User:Effie Mouzeli (WMF)/Howtos/New LVS Kubernetes Service
Appearance
Before adding a new LVS service, the service should be:
- running and responding properly to healthcheck
- listening to TLS
tls.enabled
Puppet Private - Certs
Certificates
Follow the process in Kubernetes/Enabling_TLS#Create_and_place_certificates
DNS and Netbox Patch #1
Make an allocation [DNS/Netbox#How_to_manually_allocate_a_special_purpose_IP_address_in_Netbox]
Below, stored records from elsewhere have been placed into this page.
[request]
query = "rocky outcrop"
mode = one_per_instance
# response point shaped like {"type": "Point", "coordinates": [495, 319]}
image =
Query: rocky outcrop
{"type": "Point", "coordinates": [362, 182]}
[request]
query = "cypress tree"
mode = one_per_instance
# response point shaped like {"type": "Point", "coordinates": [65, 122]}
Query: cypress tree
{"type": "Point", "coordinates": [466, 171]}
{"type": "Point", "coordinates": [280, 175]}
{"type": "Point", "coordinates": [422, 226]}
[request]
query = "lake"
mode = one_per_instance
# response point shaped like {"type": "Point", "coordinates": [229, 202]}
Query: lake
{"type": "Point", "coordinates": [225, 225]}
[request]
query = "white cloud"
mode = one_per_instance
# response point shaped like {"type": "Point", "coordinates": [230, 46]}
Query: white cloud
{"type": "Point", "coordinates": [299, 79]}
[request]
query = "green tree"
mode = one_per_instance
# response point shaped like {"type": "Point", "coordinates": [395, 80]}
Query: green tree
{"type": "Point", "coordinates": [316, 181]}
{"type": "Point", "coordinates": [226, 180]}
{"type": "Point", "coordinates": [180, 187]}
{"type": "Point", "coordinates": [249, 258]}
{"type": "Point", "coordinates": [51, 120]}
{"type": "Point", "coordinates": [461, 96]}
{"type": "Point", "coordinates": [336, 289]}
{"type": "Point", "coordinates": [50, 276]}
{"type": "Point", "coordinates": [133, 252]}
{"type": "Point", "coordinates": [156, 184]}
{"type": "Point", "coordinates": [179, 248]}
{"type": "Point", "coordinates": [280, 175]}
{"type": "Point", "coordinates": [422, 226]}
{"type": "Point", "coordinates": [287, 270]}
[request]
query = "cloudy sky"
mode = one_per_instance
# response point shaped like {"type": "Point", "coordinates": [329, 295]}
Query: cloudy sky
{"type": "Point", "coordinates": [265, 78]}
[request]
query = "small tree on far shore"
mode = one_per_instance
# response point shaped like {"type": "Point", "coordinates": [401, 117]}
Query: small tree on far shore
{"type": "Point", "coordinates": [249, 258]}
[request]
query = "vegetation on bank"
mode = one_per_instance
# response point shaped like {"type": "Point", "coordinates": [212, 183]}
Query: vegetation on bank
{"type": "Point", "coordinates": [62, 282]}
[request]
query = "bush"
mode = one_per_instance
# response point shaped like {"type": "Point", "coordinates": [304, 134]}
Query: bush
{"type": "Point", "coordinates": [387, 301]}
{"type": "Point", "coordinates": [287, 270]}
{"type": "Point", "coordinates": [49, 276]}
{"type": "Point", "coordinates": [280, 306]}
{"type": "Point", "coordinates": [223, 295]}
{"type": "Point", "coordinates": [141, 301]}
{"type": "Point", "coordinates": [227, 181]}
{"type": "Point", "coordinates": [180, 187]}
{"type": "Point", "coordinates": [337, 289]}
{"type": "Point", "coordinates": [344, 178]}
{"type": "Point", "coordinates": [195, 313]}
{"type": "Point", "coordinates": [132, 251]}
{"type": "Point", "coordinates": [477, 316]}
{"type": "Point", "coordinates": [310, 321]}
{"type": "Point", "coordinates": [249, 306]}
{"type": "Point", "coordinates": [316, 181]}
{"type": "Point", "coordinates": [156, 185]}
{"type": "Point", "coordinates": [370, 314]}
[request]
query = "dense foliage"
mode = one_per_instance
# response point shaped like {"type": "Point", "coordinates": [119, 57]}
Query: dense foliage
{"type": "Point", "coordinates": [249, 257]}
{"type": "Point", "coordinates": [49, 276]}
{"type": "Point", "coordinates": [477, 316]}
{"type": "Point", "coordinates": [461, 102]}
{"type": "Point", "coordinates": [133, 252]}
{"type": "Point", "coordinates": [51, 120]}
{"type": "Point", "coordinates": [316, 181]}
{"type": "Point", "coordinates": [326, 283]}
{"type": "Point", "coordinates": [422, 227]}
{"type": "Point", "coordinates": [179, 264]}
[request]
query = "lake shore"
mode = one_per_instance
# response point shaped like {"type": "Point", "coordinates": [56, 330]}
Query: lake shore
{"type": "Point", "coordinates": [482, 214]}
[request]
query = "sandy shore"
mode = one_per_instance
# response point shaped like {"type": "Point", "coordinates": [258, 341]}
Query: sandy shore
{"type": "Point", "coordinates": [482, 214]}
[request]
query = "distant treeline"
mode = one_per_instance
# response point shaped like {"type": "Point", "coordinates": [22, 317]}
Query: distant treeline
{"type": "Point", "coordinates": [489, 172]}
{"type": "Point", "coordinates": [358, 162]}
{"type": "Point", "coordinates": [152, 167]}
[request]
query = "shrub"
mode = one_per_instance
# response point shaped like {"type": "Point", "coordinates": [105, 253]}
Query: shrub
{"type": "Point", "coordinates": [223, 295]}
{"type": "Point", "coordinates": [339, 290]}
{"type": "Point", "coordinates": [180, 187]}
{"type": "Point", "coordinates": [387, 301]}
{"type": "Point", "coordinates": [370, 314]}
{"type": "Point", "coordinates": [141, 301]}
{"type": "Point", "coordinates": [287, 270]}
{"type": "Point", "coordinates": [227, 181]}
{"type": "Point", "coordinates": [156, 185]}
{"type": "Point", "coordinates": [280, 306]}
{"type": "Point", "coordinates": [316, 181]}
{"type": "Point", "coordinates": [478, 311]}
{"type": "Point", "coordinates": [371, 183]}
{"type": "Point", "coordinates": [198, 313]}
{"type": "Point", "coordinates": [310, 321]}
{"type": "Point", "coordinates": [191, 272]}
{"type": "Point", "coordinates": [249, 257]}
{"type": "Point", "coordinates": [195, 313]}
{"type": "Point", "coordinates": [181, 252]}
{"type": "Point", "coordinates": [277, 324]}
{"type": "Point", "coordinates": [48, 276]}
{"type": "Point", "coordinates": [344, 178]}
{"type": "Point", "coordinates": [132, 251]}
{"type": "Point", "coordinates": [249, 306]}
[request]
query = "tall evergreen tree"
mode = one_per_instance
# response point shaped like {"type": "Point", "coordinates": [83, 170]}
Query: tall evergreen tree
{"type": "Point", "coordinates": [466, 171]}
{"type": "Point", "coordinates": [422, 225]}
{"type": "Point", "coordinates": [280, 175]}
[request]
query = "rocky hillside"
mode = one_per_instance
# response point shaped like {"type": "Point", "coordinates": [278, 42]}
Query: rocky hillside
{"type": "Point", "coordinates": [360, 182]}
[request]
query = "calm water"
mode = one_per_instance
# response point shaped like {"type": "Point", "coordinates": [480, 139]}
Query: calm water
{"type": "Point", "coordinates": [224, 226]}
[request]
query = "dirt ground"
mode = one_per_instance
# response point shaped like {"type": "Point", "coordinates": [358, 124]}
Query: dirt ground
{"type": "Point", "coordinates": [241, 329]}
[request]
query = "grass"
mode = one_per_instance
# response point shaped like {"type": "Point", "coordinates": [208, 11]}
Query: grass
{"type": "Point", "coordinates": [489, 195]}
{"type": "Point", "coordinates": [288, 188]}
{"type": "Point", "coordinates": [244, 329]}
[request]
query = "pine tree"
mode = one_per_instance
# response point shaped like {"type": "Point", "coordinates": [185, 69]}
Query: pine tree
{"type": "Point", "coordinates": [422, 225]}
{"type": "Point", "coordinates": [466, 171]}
Note: change the netmask to /32,
Add svc records in operations/dns
templates/10.in-addr.arpa
templates/wmnet
- Review and merge
- login to ns0.wikimedia.org, and run
sudo authdns-update
. This will pull from operations/dns and generate zonefiles and gnsd configs on each nameserver. - Verify:
for i in 0 1 2 ; do dig @ns${i}.wikimedia.org -t any my-changed-record.wikimedia.org ; done
Finish up DNS
cumin1001:~$ sudo cookbook sre.dns.netbox "Add VIPs for X services"
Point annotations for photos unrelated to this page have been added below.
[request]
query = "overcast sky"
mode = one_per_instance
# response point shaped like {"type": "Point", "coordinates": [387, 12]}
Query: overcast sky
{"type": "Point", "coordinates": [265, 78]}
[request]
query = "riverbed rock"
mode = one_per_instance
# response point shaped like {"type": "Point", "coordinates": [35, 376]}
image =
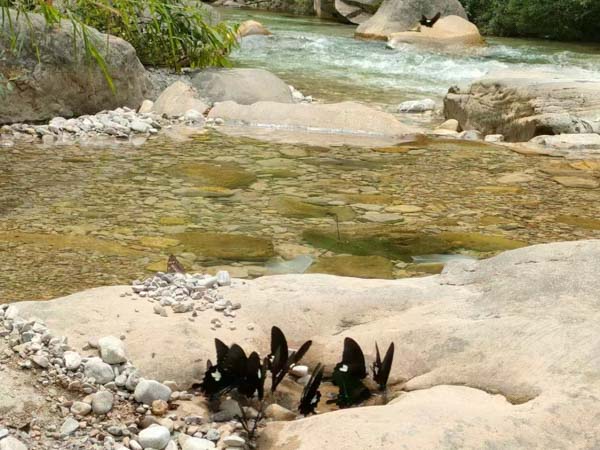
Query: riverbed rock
{"type": "Point", "coordinates": [337, 118]}
{"type": "Point", "coordinates": [448, 32]}
{"type": "Point", "coordinates": [468, 339]}
{"type": "Point", "coordinates": [243, 86]}
{"type": "Point", "coordinates": [147, 391]}
{"type": "Point", "coordinates": [178, 99]}
{"type": "Point", "coordinates": [394, 16]}
{"type": "Point", "coordinates": [252, 28]}
{"type": "Point", "coordinates": [63, 82]}
{"type": "Point", "coordinates": [155, 436]}
{"type": "Point", "coordinates": [522, 105]}
{"type": "Point", "coordinates": [112, 350]}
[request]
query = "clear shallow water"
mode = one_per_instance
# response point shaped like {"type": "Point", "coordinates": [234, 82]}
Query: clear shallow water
{"type": "Point", "coordinates": [324, 60]}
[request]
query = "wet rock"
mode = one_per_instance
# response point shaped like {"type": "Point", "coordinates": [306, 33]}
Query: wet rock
{"type": "Point", "coordinates": [417, 106]}
{"type": "Point", "coordinates": [395, 16]}
{"type": "Point", "coordinates": [251, 28]}
{"type": "Point", "coordinates": [452, 32]}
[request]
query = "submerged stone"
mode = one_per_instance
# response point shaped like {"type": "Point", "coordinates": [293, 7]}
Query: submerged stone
{"type": "Point", "coordinates": [355, 266]}
{"type": "Point", "coordinates": [227, 246]}
{"type": "Point", "coordinates": [293, 207]}
{"type": "Point", "coordinates": [228, 176]}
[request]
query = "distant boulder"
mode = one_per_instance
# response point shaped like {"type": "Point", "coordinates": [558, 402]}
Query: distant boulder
{"type": "Point", "coordinates": [65, 82]}
{"type": "Point", "coordinates": [395, 16]}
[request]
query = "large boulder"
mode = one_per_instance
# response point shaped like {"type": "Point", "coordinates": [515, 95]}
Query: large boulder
{"type": "Point", "coordinates": [449, 31]}
{"type": "Point", "coordinates": [244, 86]}
{"type": "Point", "coordinates": [336, 118]}
{"type": "Point", "coordinates": [395, 16]}
{"type": "Point", "coordinates": [63, 81]}
{"type": "Point", "coordinates": [497, 351]}
{"type": "Point", "coordinates": [522, 105]}
{"type": "Point", "coordinates": [350, 11]}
Puppet Patch #1 - LVS prep
'''hieradata/common/service.yaml:'''
service::catalog:
echostore:
description: Echo store, echostore.svc.%{::site}.wmnet <-- '''change'''
encryption: true
ip:
codfw:
default: 10.2.1.49 <-- '''change'''
eqiad:
default: 10.2.2.49 <-- '''change'''
lvs: # Properties that are related to LVS setup.
class: low-traffic
conftool:
cluster: kubernetes
service: kubesvc
depool_threshold: '.5'
enabled: true
monitors:
IdleConnection:
max-delay: 300
timeout-clean-reconnect: 3
scheduler: wrr
protocol: tcp
monitoring:
check_command: check_https_port_status!8082!200!/healthz # <-- '''change PORT''' command for the check in icinga
critical: false # True in Prod
sites:
codfw:
hostname: echostore.svc.codfw.wmnet <-- '''change'''
eqiad:
hostname: echostore.svc.eqiad.wmnet <-- '''change'''
port: 8082 # <-- '''change''' https://wikitech.wikimedia.org/wiki/Service_ports
sites:
- eqiad
- codfw
state: service_setup
discovery:
- dnsdisc: echostore # <-- '''change'''
active_active: true
'''hieradata/role/common/kubernetes/worker.yaml:'''
profile::lvs::realserver::pools:
echostore: {}
'''conftool-data/discovery/services.yaml'''
foo: [eqiad,codfw]
sudo cumin 'O:lvs::balancer' 'run-puppet-agent'
Puppet Patch #2 - LVS setup
'''hieradata/common/service.yaml:'''
[...]
sites:
- eqiad
- codfw
state: lvs_setup <-----
discovery:
- dnsdisc: echostore
active_active: true
- Run puppet
sudo cumin 'O:lvs::balancer' 'run-puppet-agent'
- Ack PyBal diff checks on Icinga
- Find primary and secondary low traffic LVSs in
modules/lvs/manifests/configuration.pp
- Log on SAL and restart pybal (secondaries first)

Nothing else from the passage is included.